The specific tests of this training are designed to replicate the extraordinary conditions of being on stage. Suzuki training is often mistaken as movement instruction, but the work is far more complex in its logic. Movement is done to create the sensation of not moving. Suzuki likens the actor to a spinning top that appears most calm and still when going top speed. The problems that arise in practicing the training are one’s personal obstacles, visible or unseen. The training provides a tangible way to diagnose these problems. It is then up to the artist to discover how to overcome them. It is critical to have some objective criteria against which to measure the self, as we grow and problems change. Certainly, they never go away. They only change.

So I continue to train, knowing that I often stumble in my attempts, and always will. Finding the compression needed in rehearsal while at the same time trying to envision the destination I am aiming for and create the map to find my way there—all this is daunting. Capturing the purity of this heightened state in performance is even more challenging. Undertaking any art training seriously, however, is a kind of contract one makes with oneself, a contract that has to do more with experience than with accomplishment. The moments of grace are fleeting and addictive. Now older, unquestionably slower, I look at the training through a thicker lens of experience and find its message shocking in its clarity. I am more ferocious in my faith in this work, more convinced that it is a way to look at fundamental criteria for the actor, whatever artistic road you wish to go down.

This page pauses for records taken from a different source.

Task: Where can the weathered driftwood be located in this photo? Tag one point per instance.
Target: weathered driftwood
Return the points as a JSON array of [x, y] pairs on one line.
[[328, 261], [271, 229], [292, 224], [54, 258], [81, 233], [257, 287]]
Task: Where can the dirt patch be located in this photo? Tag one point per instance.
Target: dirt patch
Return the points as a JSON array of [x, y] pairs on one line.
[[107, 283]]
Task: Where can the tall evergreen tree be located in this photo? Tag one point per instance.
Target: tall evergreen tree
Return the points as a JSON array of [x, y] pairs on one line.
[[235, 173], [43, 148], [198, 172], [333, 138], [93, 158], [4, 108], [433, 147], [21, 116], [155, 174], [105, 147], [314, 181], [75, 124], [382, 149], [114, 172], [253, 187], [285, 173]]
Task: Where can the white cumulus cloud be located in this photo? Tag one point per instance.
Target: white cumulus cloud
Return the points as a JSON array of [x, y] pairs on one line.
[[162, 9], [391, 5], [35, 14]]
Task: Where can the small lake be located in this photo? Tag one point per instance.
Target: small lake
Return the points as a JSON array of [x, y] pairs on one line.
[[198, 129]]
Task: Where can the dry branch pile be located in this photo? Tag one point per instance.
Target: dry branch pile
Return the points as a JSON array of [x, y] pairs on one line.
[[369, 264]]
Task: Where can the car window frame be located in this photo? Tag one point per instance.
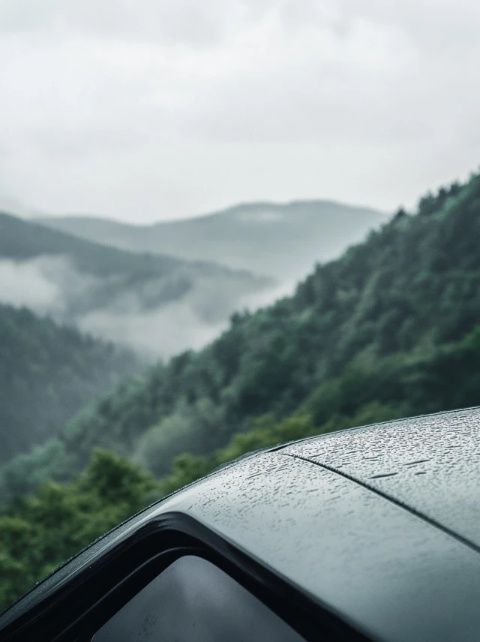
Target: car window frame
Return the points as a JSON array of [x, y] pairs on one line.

Suzuki is passionate in his belief that individual talent develops as a result of one’s curiosity about the world and about the unknown. Learning to relate to stillness that is born of energy is to discover a meaning beyond the words you speak. It restores us to our senses. It reveals to us the invisible—which seems to me an essential pursuit in any creative act. It is the actor who reminds us that the past, present and the eternal coexist in each moment.